1484: Crossing by C. Rees

1484: Crossing by C. Rees
TRANSCRIPT
I’m Maggie Smith, and this is The Slowdown.
The ocean gets a lot of attention, poetically speaking. There are so many poems about the sea, so many metaphors and images. How could you stand on a beach and look out at the waves, or wade in and let the briny water hold you, without being moved? The ocean is enormous and seemingly endless. When you look out, you can’t see the far shore. And unless you’re in the shallows, when you look down, you can’t see the bottom. Poets have been seduced by the sea’s mystery since ancient times.
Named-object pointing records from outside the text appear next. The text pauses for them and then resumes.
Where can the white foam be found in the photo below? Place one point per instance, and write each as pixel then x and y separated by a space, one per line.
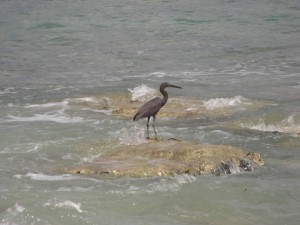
pixel 49 105
pixel 132 136
pixel 44 177
pixel 57 118
pixel 287 125
pixel 69 204
pixel 217 103
pixel 143 93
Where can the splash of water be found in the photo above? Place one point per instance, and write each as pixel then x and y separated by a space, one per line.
pixel 216 103
pixel 132 136
pixel 142 93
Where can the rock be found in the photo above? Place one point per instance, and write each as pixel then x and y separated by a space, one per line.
pixel 167 158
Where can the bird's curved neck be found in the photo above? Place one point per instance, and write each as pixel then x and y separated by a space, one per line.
pixel 165 98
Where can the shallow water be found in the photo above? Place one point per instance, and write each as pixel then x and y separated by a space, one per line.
pixel 57 58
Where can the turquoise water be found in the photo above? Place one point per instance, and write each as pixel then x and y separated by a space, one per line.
pixel 230 53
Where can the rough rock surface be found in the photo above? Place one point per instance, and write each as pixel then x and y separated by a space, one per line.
pixel 169 157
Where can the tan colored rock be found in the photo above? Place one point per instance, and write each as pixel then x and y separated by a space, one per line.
pixel 167 158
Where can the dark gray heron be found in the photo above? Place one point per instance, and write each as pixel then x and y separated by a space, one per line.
pixel 152 107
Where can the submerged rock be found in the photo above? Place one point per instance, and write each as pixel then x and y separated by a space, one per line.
pixel 170 157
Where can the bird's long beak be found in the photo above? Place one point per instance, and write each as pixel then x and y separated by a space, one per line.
pixel 171 85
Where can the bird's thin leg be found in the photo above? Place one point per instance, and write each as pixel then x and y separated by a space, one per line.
pixel 154 118
pixel 148 137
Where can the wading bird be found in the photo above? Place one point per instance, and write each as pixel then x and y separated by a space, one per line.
pixel 152 107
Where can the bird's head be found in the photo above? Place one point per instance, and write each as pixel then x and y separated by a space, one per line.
pixel 166 84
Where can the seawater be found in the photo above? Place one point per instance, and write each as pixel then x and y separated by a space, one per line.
pixel 54 54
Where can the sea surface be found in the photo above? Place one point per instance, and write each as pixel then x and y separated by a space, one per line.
pixel 231 53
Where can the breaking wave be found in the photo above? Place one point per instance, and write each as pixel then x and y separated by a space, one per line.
pixel 217 103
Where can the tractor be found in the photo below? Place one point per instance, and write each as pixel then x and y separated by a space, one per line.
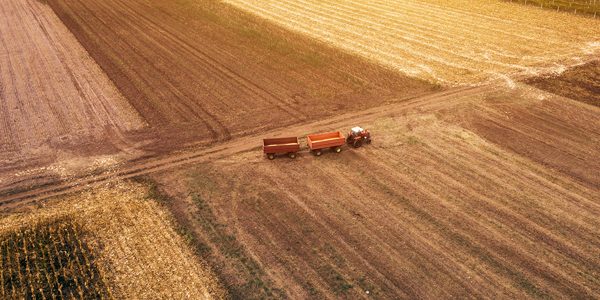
pixel 358 136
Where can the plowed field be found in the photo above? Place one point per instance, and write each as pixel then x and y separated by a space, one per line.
pixel 441 205
pixel 51 91
pixel 212 67
pixel 111 242
pixel 452 42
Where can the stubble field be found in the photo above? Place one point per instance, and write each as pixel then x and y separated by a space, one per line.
pixel 453 42
pixel 483 178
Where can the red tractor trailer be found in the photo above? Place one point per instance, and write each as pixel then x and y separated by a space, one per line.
pixel 320 141
pixel 285 145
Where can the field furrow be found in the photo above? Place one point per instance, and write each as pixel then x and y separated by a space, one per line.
pixel 437 42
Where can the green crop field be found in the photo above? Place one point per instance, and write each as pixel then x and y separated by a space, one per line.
pixel 587 7
pixel 48 261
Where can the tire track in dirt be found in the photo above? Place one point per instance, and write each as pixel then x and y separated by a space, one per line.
pixel 224 71
pixel 233 146
pixel 48 97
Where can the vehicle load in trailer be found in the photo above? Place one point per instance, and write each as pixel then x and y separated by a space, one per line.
pixel 285 145
pixel 318 142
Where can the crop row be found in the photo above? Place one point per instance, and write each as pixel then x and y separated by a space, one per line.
pixel 589 7
pixel 48 261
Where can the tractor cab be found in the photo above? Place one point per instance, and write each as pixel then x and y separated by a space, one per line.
pixel 358 136
pixel 357 130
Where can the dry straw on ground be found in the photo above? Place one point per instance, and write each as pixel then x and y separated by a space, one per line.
pixel 452 42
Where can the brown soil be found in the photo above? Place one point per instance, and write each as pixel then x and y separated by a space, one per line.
pixel 431 209
pixel 581 83
pixel 203 63
pixel 193 73
pixel 51 91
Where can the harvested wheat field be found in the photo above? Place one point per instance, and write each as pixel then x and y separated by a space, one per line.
pixel 458 199
pixel 112 242
pixel 132 166
pixel 451 42
pixel 51 90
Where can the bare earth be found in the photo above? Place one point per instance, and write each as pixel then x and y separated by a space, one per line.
pixel 480 181
pixel 439 206
pixel 51 91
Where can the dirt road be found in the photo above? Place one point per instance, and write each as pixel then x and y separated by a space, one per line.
pixel 51 92
pixel 439 206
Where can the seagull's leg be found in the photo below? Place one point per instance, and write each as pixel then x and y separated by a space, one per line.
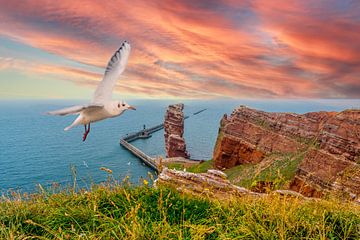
pixel 85 133
pixel 87 130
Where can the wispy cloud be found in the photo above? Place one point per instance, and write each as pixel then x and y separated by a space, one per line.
pixel 197 49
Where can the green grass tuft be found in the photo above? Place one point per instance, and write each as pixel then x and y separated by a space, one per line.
pixel 123 212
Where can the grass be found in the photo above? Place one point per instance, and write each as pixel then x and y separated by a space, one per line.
pixel 125 212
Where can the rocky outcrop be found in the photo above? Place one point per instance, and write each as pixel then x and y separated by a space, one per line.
pixel 212 183
pixel 174 129
pixel 329 141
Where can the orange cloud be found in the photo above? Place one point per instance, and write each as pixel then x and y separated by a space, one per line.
pixel 198 49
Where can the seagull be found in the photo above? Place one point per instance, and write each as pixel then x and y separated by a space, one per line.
pixel 102 106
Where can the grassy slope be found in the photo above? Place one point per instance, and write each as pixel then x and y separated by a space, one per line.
pixel 147 213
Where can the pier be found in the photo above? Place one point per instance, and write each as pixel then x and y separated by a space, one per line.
pixel 143 134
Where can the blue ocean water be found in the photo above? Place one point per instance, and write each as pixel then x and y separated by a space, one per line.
pixel 34 149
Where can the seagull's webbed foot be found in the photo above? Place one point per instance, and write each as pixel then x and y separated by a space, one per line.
pixel 87 130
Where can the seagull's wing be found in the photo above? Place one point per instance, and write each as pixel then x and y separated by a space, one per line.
pixel 74 109
pixel 114 68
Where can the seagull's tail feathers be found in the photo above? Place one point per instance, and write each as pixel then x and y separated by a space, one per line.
pixel 74 109
pixel 77 121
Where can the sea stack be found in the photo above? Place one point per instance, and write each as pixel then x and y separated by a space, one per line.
pixel 174 129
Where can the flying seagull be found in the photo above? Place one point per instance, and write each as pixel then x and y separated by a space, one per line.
pixel 102 106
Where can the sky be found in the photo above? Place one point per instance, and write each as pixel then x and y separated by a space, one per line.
pixel 182 49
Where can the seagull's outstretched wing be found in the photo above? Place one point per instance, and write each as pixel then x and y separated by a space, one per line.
pixel 114 68
pixel 74 109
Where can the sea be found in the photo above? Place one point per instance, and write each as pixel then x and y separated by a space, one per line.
pixel 35 151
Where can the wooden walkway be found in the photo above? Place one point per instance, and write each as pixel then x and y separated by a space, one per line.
pixel 145 133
But today I’m thinking about another body of water. I’m thinking about the poetic potential of rivers. They’re so often symbols of movement and freedom — like “the open road,” but with water — and countless poems feature rivers in them. Langston Hughes’ "The Negro Speaks of Rivers,” about the Mississippi, is a famous one. And Whitman’s “Crossing Brooklyn Ferry,” about the East River. And Longfellow’s “To the River Charles.”
We can even go further back to Greek mythology and the River Styx, said to separate the world of the living and the underworld. The myth tells of Charon, a ferryman, who transported souls across it in his boat. There’s also the biblical story of baby Moses being placed in a basket, set to float away on the Nile River to escape Pharaoh's decree.
All of these images spring to mind when I think about rivers in literature.
But as an Ohioan, I think most of all about the poet James Wright, who was raised along the Ohio River. (Fun fact: The word Ohio means “Great River,” so Ohio River translates to “Great River River.”) The boundary between Ohio and West Virginia was James Wright’s muse. But it’s not idealized in his work — in fact, it’s often depicted as a violent and haunted place.
Today’s poem carries us to the Delaware River, cold and dark in winter, and also a place that feels both beautiful and haunted.
Crossing
by C. Rees
In winter, the Delaware still
sluices summer's trash past
my body in the shallows
off the wingdam on
the Jersey side. Cold purges
the banks of mud. Ever-
moving water, shale-black
and time-bitten, a color reserved
for years-old paintings of the sea.
The season's silt will stay
until spring brings up all that's buried:
my people knifed with sunlight, hunching the river
toward Trenton where the world
took and further east, shambling
with small devotions: brook trout, sturgeon,
tomato husks, plastic forks, the tribute
of bones. The dead are a species
who grow and shrink.
O, we leapt and speared
our thighs on rotten Chevy axles!
The river's a snarl
thick as gar armor, defiant
with faces burnt with dye
from the dead
up-river mills, scribbled with fishhooks,
unwriting the drowned statue's lips.
Now, I
crawl out steaming
like a dumped skunk.
My father beside me, naked.
The scar on his spine is
A sturgeon seen briefly.
He smiles, I think at me.
The sky is white behind
his head. His teeth are lost
in it. Then his
body's steam.
Then his body.
"Crossing" by C. Rees. Used by permission of the poet.